I grasped every occasion no matter how small, to assert my independence of views
Born in 1874, Brooks had an unhappy childhood, plagued by physical and emotional abuse. She later excoriated it in her unpublished memoir, No Pleasant Memories. Her biographer Cassandra Langer summarises it thus: “Brooks had a Gothic childhood replete with a mad cousin in the attic, an abusive and cruel mother, a conservative and cold sister and an insane brother.” In 1893, when suffering neglect from her family while they lived peripatetically in Europe, she decided to escape to Paris.
After some time living and studying in Paris – then later Rome and Capri – Brooks inherited a large sum of money on her mother’s death. This gave the artist the financial independence she needed to pursue the development of her craft. After a brief marriage to gay pianist John Ellingham Brooks in 1903 – the motives of which still perplex scholars today – she embraced her lesbianism and increasingly eschewed the physicality of feminine stereotypes in her artistic work.

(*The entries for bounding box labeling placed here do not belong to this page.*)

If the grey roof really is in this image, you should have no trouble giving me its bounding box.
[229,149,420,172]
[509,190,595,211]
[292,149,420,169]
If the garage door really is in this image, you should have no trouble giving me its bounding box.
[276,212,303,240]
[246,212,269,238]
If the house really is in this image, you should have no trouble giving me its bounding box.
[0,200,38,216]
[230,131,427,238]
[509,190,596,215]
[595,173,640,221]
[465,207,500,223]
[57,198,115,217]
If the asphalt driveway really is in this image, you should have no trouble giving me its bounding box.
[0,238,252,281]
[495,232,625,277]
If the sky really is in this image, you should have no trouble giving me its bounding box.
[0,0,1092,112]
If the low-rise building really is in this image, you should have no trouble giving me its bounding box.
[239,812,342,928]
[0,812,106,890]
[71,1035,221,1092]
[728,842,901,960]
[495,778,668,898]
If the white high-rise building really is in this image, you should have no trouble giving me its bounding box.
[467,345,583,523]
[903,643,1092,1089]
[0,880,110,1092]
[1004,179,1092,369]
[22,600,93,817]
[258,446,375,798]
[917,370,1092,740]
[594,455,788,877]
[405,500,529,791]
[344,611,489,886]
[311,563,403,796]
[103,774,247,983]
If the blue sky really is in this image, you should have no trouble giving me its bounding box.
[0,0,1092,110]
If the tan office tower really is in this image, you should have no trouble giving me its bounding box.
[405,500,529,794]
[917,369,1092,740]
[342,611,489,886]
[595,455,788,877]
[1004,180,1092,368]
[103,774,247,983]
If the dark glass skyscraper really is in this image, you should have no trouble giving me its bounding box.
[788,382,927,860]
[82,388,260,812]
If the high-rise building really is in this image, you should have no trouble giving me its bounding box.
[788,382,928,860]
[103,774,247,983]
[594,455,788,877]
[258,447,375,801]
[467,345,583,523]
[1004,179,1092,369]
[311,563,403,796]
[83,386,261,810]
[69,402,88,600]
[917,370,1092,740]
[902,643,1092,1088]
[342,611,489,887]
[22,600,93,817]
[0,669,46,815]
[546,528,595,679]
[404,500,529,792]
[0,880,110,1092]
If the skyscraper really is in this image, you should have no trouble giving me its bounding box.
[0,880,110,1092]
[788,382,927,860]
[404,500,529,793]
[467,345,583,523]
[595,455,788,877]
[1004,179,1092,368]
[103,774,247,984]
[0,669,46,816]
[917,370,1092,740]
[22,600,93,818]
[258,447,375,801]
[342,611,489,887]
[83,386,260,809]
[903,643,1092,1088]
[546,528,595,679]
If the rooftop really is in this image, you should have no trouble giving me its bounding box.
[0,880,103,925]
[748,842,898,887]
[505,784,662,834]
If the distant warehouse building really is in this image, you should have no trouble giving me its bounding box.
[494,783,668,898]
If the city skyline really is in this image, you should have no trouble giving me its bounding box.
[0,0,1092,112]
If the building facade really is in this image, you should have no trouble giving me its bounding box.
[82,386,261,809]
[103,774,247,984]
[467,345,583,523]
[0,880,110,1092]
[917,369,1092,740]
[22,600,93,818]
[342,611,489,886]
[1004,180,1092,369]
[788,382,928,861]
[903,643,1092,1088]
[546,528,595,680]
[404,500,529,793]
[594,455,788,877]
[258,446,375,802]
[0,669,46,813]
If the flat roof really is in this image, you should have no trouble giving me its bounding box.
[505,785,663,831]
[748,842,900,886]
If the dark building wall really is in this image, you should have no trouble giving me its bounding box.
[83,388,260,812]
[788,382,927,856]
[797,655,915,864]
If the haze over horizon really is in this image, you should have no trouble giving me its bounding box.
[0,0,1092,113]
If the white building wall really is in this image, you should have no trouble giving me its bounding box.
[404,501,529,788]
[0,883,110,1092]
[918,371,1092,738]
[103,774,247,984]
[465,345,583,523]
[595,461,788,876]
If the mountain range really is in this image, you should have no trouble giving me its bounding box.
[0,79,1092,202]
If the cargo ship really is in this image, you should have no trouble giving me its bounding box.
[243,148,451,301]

She was one of the first modern artists to depict women’s resistance to patriarchal representations of the female in art… She understood that women in art had been treated as objects rather than subjects. She made it her mission to change all that. – Cassandra Langer
By 1910, Brooks was a confident artist, working in her – now recognisable – grey palette. She returned to Paris and put on her first ever solo show at the Gallery Durand-Ruel. Amongst thirteen paintings, White Azaleas was the piece that caused a stir. It depicts a nude woman reclining in front of a series of Japanese style prints, a large bunch of white azaleas beside her. This nude is remarkable for the subject’s nonchalance: she gazes into the distance, not seemingly making any concerted effort to entice the viewer. This painting has often been likened to Manet’s Olympia and Goya’s La maja desnuda. Whereas these paintings use devices to directly engage the viewer – and sexually appeal – through pose and eye contact, Brooks rejects the male gaze. Her painting is radical because it alludes to lesbian desire without making eroticism the sole focus of the piece. She does not prioritise the figure, who is simply part of a scene in which the white flowers stand out among an austere monochrome palette. This indifference to the viewer pervades her art – in particular, her portraits.
When Brooks began a lifelong relationship with writer Natalie Barney in 1915, she was thrown into a social circle of “sexually and financially independent expatriate women in Paris.” She painted many of them during the 1920s. Indeed, when Truman Capote visited the artist’s studio in the 1940s he (somewhat tactlessly) touted it “the all-time ultimate gallery of all the famous dykes from 1880 to 1935 or thereabouts.”
Throughout her career, Brooks painted women, and in doing so, molded a new shape for the 21st century lesbian — sometimes sexual, sometimes not, sometime masculine, sometimes feminine, and not really all too concerned about your prognosis. – Priscilla Frank
Brooks’ portrait of British artist Gluck, entitled Peter, a Young English Girl, is beautifully androgynous. Like many of her contemporaries, Gluck had cropped hair and wore men’s suits as an indication of her sexuality. From a distance, the sitter looks like a man, but on closer inspection her sharp and delicate features reveal a femininity. She is self-assured and poised, exquisitely rendered with Brooks’ favoured grey hues that breathe vitality into her subjects.
Brooks’ 1923 Self-Portrait is similarly angular, androgynous and undeterred by the viewer. Holland Cotter remarked: “She’s not passively inviting your approach; she’s deciding whether you’re worth bothering with. Chances are, you’re not, at least not if you’re approaching with the conventional notions of what male and female mean.”
Though much of Brooks’ art focused on individual women, she created a series of drawings that showed a remarkable talent for the surreal. These drawings were produced alongside her memoirs, and grapple with mythical creatures, angels and demons. The artist noted that they “evolved from the subconscious without premeditation.” Unity of Good and Evil (1930-34), is a whirl of restless, curving lines. Emerging from the flurry are a sleeping mother and child, with three serpents spitting behind. Whether or not this is the artist contending with her fraught childhood, as has been interpreted, these drawings are phenomenal works of art. One scholar notes that they “display a passionate intelligence that commanded the respect and admiration of some of the foremost critics of her time.”
Brooks’ works are a fascinating insight into lesbian subculture in the early twentieth century, and looking across her incredible body of work is a reminder of the tragic neglect she’s received from critics in the decades since her death. As Langer describes, “I always considered her queerness paradoxically essential and beside the point. The simple truth is she was a great artist whose work has been misinterpreted and overlooked.”